Thursday, July 14, 2005

Bush Silent on Rove's Role

As pressure mounts on the White House and advocates from both sides clash over Rove's resignation, for once, Bush has nothing to say about his senior advisor's involvement in the Valerie Plame case. In Wednesday's press conference, he remained conspicuously silent and refused to comment either way on the controversy, citing a need "for people not to prejudge the investigation based on media reports" as his primary reasoning. Yet not long after, Scott McClellan, who has consistently lied over the course of this story, spins just the opposite way, insisting everyone at the White House, "including Karl Rove", has the president's utter confidence, a statement so trite it deserves a spot on a corporate recruiter's mission statement list.

So let me get this straight. Your strategy is to divert attention away from yourself with an implied condemnation of the media reports, while letting your spokesman toss a few bones to appease the hounds at your door? Does anyone else see the hypocrisy here? But of course, the White House is hardly worried about hypocrisy when it's in spin control mode. If the tempest dies down, you can blame the media, but if Rove ultimately gets the royal flush, you can always backpedal and blame McClellan for a failure in communication. Redefine "confidence", redefine "every person", hell, just redefine the English language itself.

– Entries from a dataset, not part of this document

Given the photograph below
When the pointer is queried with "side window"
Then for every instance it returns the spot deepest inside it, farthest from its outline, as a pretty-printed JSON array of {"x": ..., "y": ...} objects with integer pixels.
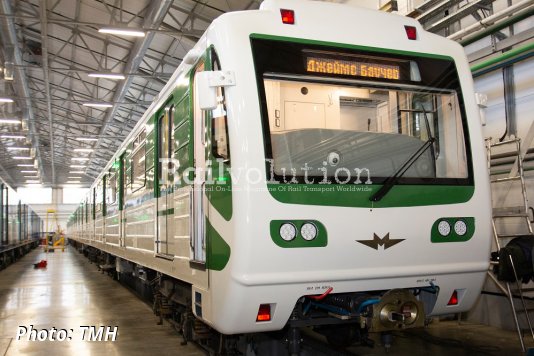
[
  {"x": 166, "y": 143},
  {"x": 111, "y": 189},
  {"x": 138, "y": 173},
  {"x": 219, "y": 127},
  {"x": 99, "y": 196}
]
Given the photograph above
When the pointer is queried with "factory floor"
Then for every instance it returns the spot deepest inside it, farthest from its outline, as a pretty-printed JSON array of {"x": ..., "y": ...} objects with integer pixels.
[{"x": 71, "y": 293}]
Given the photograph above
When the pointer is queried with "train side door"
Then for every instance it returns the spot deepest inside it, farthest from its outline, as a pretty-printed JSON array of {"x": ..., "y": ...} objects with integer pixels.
[
  {"x": 198, "y": 201},
  {"x": 165, "y": 201}
]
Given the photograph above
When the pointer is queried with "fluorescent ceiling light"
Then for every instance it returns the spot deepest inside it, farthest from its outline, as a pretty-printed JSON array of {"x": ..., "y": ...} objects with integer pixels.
[
  {"x": 17, "y": 137},
  {"x": 108, "y": 75},
  {"x": 10, "y": 121},
  {"x": 122, "y": 31},
  {"x": 98, "y": 105}
]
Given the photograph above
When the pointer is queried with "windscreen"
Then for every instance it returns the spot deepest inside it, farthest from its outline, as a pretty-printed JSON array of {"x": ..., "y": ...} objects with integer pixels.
[{"x": 340, "y": 117}]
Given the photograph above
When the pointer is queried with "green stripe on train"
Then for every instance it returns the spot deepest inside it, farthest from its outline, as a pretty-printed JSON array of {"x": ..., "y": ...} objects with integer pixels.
[
  {"x": 218, "y": 251},
  {"x": 357, "y": 195}
]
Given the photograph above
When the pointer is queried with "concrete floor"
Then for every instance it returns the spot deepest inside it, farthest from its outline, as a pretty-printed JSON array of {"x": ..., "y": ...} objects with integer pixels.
[{"x": 71, "y": 293}]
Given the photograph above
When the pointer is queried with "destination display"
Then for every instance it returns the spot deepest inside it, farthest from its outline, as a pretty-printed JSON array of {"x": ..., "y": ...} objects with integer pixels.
[{"x": 352, "y": 68}]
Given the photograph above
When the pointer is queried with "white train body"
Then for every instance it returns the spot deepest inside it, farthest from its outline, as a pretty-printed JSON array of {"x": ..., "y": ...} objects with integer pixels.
[{"x": 364, "y": 246}]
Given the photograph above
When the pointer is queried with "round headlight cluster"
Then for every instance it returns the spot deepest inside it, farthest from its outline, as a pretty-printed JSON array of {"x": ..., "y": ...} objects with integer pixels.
[
  {"x": 444, "y": 228},
  {"x": 288, "y": 231},
  {"x": 460, "y": 228},
  {"x": 308, "y": 231}
]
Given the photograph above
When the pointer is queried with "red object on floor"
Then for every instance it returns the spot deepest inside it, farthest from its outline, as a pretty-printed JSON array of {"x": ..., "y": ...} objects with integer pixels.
[{"x": 41, "y": 264}]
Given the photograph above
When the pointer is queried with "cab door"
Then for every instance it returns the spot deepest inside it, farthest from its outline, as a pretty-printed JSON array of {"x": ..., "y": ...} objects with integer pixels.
[
  {"x": 198, "y": 194},
  {"x": 164, "y": 237}
]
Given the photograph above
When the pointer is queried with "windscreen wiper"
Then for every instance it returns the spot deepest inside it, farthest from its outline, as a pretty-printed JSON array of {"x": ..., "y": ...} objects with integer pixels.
[{"x": 392, "y": 180}]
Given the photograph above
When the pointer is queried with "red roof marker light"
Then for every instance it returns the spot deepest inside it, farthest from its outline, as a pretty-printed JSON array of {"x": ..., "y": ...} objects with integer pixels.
[
  {"x": 264, "y": 313},
  {"x": 454, "y": 298},
  {"x": 411, "y": 32},
  {"x": 288, "y": 16}
]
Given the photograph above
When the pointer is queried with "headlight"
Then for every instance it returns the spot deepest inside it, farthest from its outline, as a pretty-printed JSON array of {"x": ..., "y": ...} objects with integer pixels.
[
  {"x": 308, "y": 231},
  {"x": 288, "y": 231},
  {"x": 444, "y": 228},
  {"x": 460, "y": 228}
]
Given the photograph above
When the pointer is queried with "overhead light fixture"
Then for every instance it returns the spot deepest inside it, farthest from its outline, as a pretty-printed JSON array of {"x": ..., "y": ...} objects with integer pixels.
[
  {"x": 122, "y": 31},
  {"x": 21, "y": 157},
  {"x": 9, "y": 70},
  {"x": 98, "y": 105},
  {"x": 15, "y": 137},
  {"x": 116, "y": 76},
  {"x": 10, "y": 121}
]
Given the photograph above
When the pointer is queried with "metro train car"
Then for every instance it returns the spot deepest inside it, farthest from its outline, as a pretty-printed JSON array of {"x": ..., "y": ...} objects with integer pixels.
[
  {"x": 20, "y": 226},
  {"x": 291, "y": 175}
]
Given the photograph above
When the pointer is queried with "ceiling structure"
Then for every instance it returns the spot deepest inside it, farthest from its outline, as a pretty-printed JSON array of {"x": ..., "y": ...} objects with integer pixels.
[{"x": 51, "y": 47}]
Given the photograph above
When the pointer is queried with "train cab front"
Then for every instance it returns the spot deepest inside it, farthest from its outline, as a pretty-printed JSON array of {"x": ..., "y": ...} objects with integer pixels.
[{"x": 370, "y": 214}]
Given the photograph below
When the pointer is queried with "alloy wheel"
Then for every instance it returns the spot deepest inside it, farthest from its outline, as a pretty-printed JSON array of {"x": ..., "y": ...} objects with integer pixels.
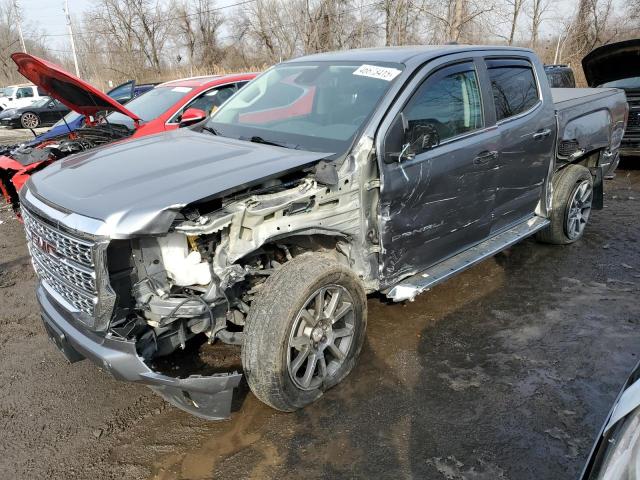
[
  {"x": 321, "y": 336},
  {"x": 579, "y": 210}
]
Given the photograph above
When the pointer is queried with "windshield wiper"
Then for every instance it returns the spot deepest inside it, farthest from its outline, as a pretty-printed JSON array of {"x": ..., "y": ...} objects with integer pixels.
[
  {"x": 211, "y": 130},
  {"x": 256, "y": 139}
]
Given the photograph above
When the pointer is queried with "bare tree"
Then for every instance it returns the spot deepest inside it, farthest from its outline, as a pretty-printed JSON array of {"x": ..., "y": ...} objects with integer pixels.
[
  {"x": 128, "y": 30},
  {"x": 537, "y": 12},
  {"x": 515, "y": 7},
  {"x": 455, "y": 19},
  {"x": 197, "y": 27}
]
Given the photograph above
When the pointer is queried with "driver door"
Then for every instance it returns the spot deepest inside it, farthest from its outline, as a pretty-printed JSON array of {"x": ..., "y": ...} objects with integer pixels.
[{"x": 438, "y": 194}]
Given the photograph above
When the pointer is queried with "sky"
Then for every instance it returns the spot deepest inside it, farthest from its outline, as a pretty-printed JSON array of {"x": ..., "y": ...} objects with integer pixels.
[{"x": 48, "y": 17}]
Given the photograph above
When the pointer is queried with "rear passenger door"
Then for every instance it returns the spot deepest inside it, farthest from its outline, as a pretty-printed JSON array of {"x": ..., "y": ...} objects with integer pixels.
[{"x": 527, "y": 133}]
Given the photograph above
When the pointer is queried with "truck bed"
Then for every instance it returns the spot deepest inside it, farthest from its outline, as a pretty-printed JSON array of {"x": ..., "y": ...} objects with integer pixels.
[
  {"x": 570, "y": 97},
  {"x": 589, "y": 120}
]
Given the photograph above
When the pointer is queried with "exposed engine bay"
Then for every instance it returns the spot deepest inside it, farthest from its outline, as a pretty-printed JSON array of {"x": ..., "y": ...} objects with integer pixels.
[{"x": 203, "y": 275}]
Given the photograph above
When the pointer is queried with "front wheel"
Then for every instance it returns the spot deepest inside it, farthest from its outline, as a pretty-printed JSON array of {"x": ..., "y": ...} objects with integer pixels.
[
  {"x": 304, "y": 331},
  {"x": 571, "y": 206},
  {"x": 29, "y": 120}
]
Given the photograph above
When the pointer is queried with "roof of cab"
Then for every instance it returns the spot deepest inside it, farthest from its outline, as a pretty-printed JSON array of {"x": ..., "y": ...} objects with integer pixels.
[
  {"x": 403, "y": 54},
  {"x": 204, "y": 80}
]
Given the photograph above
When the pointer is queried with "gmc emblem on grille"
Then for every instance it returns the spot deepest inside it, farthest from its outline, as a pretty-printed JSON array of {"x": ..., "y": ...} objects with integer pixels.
[{"x": 43, "y": 245}]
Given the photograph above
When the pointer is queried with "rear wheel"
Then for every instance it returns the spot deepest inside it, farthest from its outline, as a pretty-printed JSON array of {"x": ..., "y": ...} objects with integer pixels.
[
  {"x": 29, "y": 120},
  {"x": 571, "y": 206},
  {"x": 304, "y": 332}
]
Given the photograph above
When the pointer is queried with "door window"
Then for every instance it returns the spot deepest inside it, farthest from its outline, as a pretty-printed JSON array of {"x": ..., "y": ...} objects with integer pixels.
[
  {"x": 514, "y": 87},
  {"x": 445, "y": 106},
  {"x": 208, "y": 102},
  {"x": 24, "y": 92}
]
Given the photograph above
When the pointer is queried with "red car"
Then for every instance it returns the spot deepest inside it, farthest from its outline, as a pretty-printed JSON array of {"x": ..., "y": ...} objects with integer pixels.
[{"x": 168, "y": 106}]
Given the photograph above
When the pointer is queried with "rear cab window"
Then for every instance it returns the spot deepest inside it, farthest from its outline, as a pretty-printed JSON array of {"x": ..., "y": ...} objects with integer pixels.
[{"x": 514, "y": 86}]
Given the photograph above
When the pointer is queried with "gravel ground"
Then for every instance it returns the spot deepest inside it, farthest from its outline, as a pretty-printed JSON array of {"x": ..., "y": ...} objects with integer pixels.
[{"x": 505, "y": 372}]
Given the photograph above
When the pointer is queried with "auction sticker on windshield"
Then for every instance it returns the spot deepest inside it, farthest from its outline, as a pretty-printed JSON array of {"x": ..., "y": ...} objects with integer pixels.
[{"x": 381, "y": 73}]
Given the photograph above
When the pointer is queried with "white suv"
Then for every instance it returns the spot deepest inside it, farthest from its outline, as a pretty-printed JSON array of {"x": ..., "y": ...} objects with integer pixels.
[{"x": 16, "y": 96}]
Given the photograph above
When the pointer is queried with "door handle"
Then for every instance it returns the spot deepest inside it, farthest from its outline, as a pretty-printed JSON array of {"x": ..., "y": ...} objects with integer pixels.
[
  {"x": 484, "y": 157},
  {"x": 540, "y": 134}
]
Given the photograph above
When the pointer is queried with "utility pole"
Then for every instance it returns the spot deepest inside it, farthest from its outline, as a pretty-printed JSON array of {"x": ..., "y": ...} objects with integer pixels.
[
  {"x": 19, "y": 22},
  {"x": 73, "y": 43}
]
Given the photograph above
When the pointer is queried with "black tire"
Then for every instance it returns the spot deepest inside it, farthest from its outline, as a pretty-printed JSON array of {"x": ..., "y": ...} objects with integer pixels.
[
  {"x": 29, "y": 120},
  {"x": 565, "y": 186},
  {"x": 273, "y": 317}
]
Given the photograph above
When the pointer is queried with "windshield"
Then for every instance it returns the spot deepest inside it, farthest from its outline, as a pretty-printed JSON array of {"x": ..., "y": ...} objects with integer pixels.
[
  {"x": 316, "y": 106},
  {"x": 150, "y": 104},
  {"x": 630, "y": 83},
  {"x": 7, "y": 92}
]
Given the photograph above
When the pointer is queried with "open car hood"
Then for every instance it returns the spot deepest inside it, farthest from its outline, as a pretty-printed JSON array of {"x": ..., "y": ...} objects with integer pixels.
[
  {"x": 612, "y": 62},
  {"x": 76, "y": 94}
]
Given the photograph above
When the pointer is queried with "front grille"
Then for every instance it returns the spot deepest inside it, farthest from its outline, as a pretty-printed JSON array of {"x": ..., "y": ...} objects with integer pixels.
[
  {"x": 71, "y": 267},
  {"x": 76, "y": 250},
  {"x": 633, "y": 123}
]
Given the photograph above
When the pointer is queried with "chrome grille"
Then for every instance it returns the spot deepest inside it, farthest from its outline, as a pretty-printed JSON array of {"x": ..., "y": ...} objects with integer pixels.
[
  {"x": 76, "y": 250},
  {"x": 633, "y": 123},
  {"x": 65, "y": 263}
]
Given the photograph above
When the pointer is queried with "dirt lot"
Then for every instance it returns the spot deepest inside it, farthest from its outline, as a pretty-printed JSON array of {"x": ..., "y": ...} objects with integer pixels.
[{"x": 506, "y": 371}]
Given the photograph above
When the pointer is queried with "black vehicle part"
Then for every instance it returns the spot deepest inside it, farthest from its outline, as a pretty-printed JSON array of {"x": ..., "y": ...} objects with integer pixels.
[
  {"x": 567, "y": 207},
  {"x": 271, "y": 330}
]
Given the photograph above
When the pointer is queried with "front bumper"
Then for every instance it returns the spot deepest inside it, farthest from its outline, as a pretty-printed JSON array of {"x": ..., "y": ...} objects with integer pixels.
[
  {"x": 10, "y": 122},
  {"x": 207, "y": 397}
]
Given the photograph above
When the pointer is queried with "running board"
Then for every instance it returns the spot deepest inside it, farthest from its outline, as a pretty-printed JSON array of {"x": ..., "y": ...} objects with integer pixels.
[{"x": 409, "y": 288}]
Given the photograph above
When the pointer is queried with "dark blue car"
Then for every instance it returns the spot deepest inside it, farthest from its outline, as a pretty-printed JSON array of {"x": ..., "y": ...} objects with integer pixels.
[{"x": 74, "y": 120}]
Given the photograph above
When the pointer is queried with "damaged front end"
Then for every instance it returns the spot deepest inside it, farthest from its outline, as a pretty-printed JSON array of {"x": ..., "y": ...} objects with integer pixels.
[{"x": 128, "y": 303}]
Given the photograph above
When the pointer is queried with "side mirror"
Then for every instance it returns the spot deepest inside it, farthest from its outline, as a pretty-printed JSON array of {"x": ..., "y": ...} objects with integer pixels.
[{"x": 192, "y": 116}]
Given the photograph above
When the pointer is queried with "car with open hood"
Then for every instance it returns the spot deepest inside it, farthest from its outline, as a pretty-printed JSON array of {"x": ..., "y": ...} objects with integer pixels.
[
  {"x": 158, "y": 110},
  {"x": 72, "y": 121},
  {"x": 262, "y": 229},
  {"x": 617, "y": 65},
  {"x": 17, "y": 96}
]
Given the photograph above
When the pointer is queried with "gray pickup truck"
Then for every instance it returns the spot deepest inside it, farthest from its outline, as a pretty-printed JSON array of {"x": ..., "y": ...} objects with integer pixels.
[{"x": 327, "y": 178}]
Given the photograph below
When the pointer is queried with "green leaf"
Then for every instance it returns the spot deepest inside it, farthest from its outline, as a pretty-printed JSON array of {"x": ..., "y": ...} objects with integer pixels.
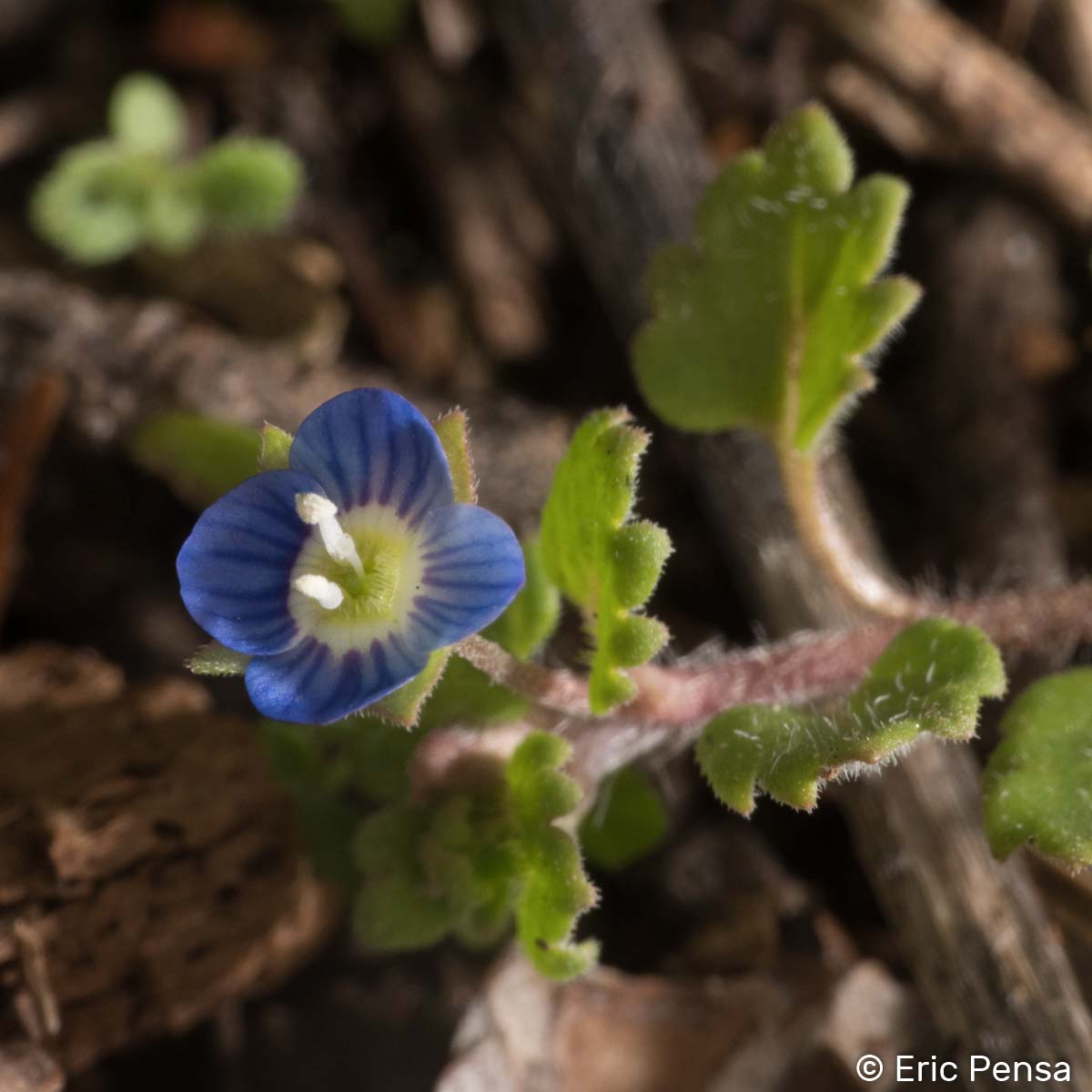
[
  {"x": 393, "y": 910},
  {"x": 146, "y": 115},
  {"x": 91, "y": 206},
  {"x": 531, "y": 618},
  {"x": 248, "y": 185},
  {"x": 277, "y": 445},
  {"x": 555, "y": 891},
  {"x": 199, "y": 458},
  {"x": 375, "y": 22},
  {"x": 328, "y": 822},
  {"x": 1038, "y": 780},
  {"x": 627, "y": 823},
  {"x": 461, "y": 862},
  {"x": 768, "y": 319},
  {"x": 599, "y": 560},
  {"x": 931, "y": 678},
  {"x": 217, "y": 660},
  {"x": 470, "y": 698}
]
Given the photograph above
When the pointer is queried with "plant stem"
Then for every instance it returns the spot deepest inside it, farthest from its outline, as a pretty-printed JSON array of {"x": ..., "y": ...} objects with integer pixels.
[
  {"x": 806, "y": 667},
  {"x": 824, "y": 538}
]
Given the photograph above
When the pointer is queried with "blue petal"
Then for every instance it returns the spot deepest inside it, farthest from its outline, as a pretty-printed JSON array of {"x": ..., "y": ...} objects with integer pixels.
[
  {"x": 309, "y": 683},
  {"x": 371, "y": 447},
  {"x": 234, "y": 568},
  {"x": 472, "y": 569}
]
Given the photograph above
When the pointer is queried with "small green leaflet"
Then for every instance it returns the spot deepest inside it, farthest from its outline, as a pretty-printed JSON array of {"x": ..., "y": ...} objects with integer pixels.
[
  {"x": 931, "y": 678},
  {"x": 531, "y": 618},
  {"x": 554, "y": 891},
  {"x": 464, "y": 863},
  {"x": 627, "y": 823},
  {"x": 1038, "y": 781},
  {"x": 375, "y": 22},
  {"x": 247, "y": 184},
  {"x": 765, "y": 321},
  {"x": 601, "y": 561},
  {"x": 200, "y": 458}
]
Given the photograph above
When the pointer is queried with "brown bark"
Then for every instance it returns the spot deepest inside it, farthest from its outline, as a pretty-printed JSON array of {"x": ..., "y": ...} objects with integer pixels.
[
  {"x": 150, "y": 868},
  {"x": 618, "y": 145},
  {"x": 999, "y": 110}
]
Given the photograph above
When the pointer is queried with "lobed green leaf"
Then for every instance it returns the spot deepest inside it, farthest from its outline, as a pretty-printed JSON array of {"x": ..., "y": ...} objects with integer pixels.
[
  {"x": 768, "y": 319},
  {"x": 602, "y": 562},
  {"x": 931, "y": 678},
  {"x": 1038, "y": 780}
]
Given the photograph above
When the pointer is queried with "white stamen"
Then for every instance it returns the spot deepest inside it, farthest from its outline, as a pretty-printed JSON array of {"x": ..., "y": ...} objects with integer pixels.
[
  {"x": 319, "y": 511},
  {"x": 325, "y": 592}
]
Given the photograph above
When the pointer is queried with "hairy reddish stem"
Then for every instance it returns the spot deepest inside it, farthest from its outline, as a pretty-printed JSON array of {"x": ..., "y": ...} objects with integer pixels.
[{"x": 805, "y": 667}]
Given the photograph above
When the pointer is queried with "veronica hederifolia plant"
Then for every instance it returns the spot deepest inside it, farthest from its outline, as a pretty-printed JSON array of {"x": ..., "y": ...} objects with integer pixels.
[
  {"x": 430, "y": 845},
  {"x": 135, "y": 188}
]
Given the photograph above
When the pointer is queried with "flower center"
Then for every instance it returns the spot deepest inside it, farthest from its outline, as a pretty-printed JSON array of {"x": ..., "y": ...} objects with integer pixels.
[{"x": 359, "y": 576}]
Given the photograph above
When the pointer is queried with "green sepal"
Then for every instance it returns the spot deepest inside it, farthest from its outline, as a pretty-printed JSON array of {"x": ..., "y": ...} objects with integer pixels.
[
  {"x": 404, "y": 705},
  {"x": 768, "y": 320},
  {"x": 627, "y": 823},
  {"x": 199, "y": 458},
  {"x": 531, "y": 618},
  {"x": 146, "y": 115},
  {"x": 276, "y": 446},
  {"x": 247, "y": 184},
  {"x": 602, "y": 562},
  {"x": 1037, "y": 784},
  {"x": 931, "y": 678},
  {"x": 217, "y": 660}
]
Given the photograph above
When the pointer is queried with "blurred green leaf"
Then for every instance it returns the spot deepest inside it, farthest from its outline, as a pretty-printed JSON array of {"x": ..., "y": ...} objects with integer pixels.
[
  {"x": 146, "y": 115},
  {"x": 627, "y": 823},
  {"x": 91, "y": 206},
  {"x": 767, "y": 320},
  {"x": 375, "y": 22},
  {"x": 199, "y": 458},
  {"x": 463, "y": 861},
  {"x": 1038, "y": 780},
  {"x": 247, "y": 184},
  {"x": 174, "y": 218},
  {"x": 600, "y": 561},
  {"x": 931, "y": 678}
]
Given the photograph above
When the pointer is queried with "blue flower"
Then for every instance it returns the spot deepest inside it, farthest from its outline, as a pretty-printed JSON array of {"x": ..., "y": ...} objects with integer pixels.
[{"x": 343, "y": 573}]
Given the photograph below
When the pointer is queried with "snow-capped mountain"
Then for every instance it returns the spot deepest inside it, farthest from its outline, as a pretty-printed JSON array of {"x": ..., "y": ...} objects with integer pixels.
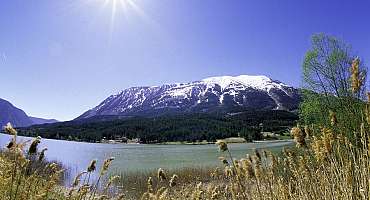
[{"x": 214, "y": 93}]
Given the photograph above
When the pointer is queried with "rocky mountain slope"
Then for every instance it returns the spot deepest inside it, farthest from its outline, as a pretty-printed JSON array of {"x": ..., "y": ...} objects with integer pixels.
[
  {"x": 210, "y": 94},
  {"x": 17, "y": 117}
]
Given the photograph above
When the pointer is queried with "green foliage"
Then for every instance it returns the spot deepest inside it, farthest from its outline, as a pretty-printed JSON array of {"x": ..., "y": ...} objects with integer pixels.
[
  {"x": 327, "y": 82},
  {"x": 190, "y": 127}
]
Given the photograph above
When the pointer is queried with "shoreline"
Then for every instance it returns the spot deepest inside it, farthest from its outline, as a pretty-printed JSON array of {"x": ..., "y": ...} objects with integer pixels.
[{"x": 171, "y": 143}]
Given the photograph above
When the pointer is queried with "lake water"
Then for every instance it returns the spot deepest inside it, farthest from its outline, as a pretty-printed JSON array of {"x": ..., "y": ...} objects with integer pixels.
[{"x": 140, "y": 157}]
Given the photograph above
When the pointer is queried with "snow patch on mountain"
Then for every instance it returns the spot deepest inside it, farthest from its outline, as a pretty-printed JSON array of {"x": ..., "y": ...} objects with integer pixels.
[{"x": 256, "y": 92}]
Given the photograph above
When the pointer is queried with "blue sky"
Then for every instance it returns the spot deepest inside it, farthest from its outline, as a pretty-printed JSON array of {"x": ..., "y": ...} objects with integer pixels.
[{"x": 60, "y": 58}]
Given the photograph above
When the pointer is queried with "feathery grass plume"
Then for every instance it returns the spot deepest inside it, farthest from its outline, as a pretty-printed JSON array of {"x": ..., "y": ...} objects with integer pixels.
[
  {"x": 110, "y": 182},
  {"x": 356, "y": 78},
  {"x": 307, "y": 131},
  {"x": 149, "y": 184},
  {"x": 299, "y": 136},
  {"x": 42, "y": 154},
  {"x": 224, "y": 161},
  {"x": 106, "y": 165},
  {"x": 9, "y": 129},
  {"x": 77, "y": 179},
  {"x": 173, "y": 180},
  {"x": 10, "y": 144},
  {"x": 222, "y": 145},
  {"x": 257, "y": 154},
  {"x": 33, "y": 146},
  {"x": 248, "y": 168},
  {"x": 333, "y": 118},
  {"x": 92, "y": 166},
  {"x": 161, "y": 175},
  {"x": 328, "y": 139}
]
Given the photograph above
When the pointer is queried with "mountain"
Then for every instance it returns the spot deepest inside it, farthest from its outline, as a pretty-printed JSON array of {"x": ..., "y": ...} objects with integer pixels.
[
  {"x": 36, "y": 120},
  {"x": 17, "y": 117},
  {"x": 225, "y": 94}
]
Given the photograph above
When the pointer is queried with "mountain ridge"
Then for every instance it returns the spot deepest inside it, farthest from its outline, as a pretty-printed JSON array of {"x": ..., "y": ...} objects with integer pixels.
[
  {"x": 17, "y": 117},
  {"x": 213, "y": 93}
]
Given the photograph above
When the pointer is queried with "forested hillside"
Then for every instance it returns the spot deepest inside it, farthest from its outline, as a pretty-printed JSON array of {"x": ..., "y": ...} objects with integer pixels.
[{"x": 190, "y": 127}]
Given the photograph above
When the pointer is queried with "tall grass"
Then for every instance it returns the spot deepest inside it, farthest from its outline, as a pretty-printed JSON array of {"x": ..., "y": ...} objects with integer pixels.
[{"x": 327, "y": 163}]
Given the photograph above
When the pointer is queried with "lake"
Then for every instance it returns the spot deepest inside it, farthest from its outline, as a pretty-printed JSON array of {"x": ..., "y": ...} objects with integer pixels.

While Bush is keeping mum over the Rove scandal, his friends at the National Republican Senatorial Committee have absolutely no qualms about jumping all over Democratic criticism on this matter. These are "out of control and entirely inappropriate...accusations based on rumor and innuendo," Elizabeth Dole cries, apparently forgetting Cooper's e-mail from Rove specifically identifying Wilson's wife as an undercover CIA officer. If this isn't leaking classified information to a reporter, I don't know what is. It only remains to be seen whether our President will own up to his promise to fire the leaker in this case.

Meanwhile, the White House spokesman is still playing at childish games of I-said-you-said.

Q Well, the President has never been restrained at staying right in the lines of a question, as you know. (Laughter.) He kind of -- he says whatever he wants. And if he had wanted to express confidence in Karl Rove, he could have. Why didn't he?

MR. McCLELLAN: He expressed it yesterday through me, and I just expressed it again.

Q Well, why doesn't he?

MR. McCLELLAN: He was not asked that specific question, Terry. You know that very well. The questions he were asked -- he was asked about were relating to an ongoing investigation.

Q But, Scott, he defended Al Gonzales without even being asked --

MR. McCLELLAN: I'll come to you in a second. I'll come to you in a second. Go ahead.

Q Yes, he defended Al Gonzales without ever being asked. (Laughter.) Ed brings up a good point. Didn't he?

MR. McCLELLAN: No, I think he was asked about the Attorney General.

Source: The White House

Hey, Scott? If you guys had answered even a quarter of the questions the people posed directly to you over Iraq, we wouldn't be in the situation we are in now.